GenAI Playbook
Memory, RAG & Knowledge for Agents
Published · Author: Dipankar Sarkar
Memory, RAG & Knowledge for Agents
Giving agents a long-term memory
A model’s context window is short-term memory. An agent that runs for hours, across sessions, or over a large knowledge base needs more. This chapter covers the memory architectures that make agents useful beyond a single chat: retrieval-augmented generation (RAG), vector and graph stores, and the “agent-native” RAG patterns that emerged in 2025–2026.
The memory problem
An agent doing a complex task generates a lot of state:
- Conversation history (turns with the user).
- Tool call results (search snippets, query outputs, file contents).
- Intermediate plans and reasoning.
- Facts learned along the way.
Even with 1M-token windows, this fills up. And when the agent runs again tomorrow, it starts from zero unless you give it memory. The four types from Anatomy of an AI Agent — working, short-term, long-term, episodic — map to concrete storage:
| Memory type | Storage | Lifetime |
|---|---|---|
| Working | In-context (scratchpad) | One loop |
| Short-term | Conversation history | One session |
| Long-term | Vector DB / graph DB | Across sessions |
| Episodic | Structured log of past runs | Across sessions |
This chapter is about the last two.
RAG: retrieval-augmented generation
RAG is the workhorse of agent memory. The agent (or the runtime) embeds a query, searches a vector database for relevant chunks, and injects them into the context before the model answers.
A standard RAG pipeline:
- Ingest — chunk documents, embed each chunk, store in a vector DB (Pinecone, Qdrant, Weaviate, pgvector).
- Retrieve — at query time, embed the query, run a similarity search, return top-k chunks.
- Generate — prepend the chunks to the model prompt; the model answers grounded in them.
For agents, RAG is usually exposed as a tool: the agent calls search_knowledge_base(query) and gets chunks back as the tool result. This keeps the context clean — the agent only pulls in what it needs.
Agent-native RAG patterns
Classic RAG is one-shot: query → chunks → answer. Agents do iterative and agentic RAG:
- Multi-hop retrieval — the agent searches, reads, decides it needs more, searches again. A research agent might do 5–10 retrieval rounds.
- Self-querying — the agent reformulates its own query based on what it found. “The first result mentions ‘Q3 report’ — let me search specifically for that.”

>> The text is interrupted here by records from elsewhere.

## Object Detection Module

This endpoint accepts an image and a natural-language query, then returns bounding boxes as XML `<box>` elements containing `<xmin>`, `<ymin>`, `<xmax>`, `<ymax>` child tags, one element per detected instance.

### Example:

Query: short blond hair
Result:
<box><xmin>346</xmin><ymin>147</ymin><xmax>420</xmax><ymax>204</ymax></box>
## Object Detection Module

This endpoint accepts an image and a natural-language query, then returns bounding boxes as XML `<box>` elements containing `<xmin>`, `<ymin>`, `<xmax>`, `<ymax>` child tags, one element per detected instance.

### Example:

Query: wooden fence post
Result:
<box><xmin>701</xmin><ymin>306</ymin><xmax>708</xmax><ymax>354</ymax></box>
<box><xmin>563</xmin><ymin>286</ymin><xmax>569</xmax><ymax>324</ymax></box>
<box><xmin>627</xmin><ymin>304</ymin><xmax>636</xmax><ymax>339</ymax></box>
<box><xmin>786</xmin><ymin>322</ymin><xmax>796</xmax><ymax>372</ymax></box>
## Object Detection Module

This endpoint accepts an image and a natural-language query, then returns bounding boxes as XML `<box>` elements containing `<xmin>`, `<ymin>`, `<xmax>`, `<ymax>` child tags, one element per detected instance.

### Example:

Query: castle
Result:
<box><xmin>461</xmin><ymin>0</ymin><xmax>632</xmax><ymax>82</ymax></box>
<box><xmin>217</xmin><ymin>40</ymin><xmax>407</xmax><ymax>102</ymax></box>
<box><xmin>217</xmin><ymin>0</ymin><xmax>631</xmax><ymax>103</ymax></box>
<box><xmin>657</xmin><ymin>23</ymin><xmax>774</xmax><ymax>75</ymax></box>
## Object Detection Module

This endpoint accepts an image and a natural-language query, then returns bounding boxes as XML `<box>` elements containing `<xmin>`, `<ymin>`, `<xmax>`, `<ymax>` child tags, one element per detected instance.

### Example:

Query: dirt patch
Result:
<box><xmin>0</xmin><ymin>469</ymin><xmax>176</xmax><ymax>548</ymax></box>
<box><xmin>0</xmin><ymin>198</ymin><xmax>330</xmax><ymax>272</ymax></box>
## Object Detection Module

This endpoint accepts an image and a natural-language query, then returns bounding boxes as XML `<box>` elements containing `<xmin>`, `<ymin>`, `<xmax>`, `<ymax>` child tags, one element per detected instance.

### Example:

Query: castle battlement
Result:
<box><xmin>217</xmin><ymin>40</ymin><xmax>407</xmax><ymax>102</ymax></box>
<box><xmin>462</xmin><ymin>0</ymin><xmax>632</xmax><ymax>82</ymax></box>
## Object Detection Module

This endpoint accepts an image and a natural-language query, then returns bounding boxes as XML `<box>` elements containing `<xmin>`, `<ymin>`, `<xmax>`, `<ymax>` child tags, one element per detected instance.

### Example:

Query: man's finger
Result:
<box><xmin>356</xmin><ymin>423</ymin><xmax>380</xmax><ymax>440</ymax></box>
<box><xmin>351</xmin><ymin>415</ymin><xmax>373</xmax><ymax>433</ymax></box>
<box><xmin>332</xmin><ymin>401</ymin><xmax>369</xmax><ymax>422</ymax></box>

- Hybrid search — combine vector similarity with keyword (BM25) and metadata filters. Most production RAG in 2026 is hybrid, not pure-vector.
- Reranking — a second model (a cross-encoder) reranks the top-50 chunks to pick the best 5. Cheap and materially improves relevance.
Vector vs graph memory
Vector databases are great for “find me documents semantically similar to X.” They struggle with relationships: “who reports to the person who approved this contract?”
Knowledge graphs (Neo4j, Memgraph, or property graphs in Postgres) store entities and relationships explicitly. An agent querying a graph can traverse: Person → approved → Contract → references → Policy. For enterprise knowledge with structure (org charts, product catalogs, regulatory mappings), graphs beat vectors.
Hybrid memory — the 2026 best practice — uses both: vectors for unstructured documents, graphs for structured relationships, with the agent choosing which to query based on the question. Some databases (Neo4j’s vector support, Weaviate’s references) do both in one store.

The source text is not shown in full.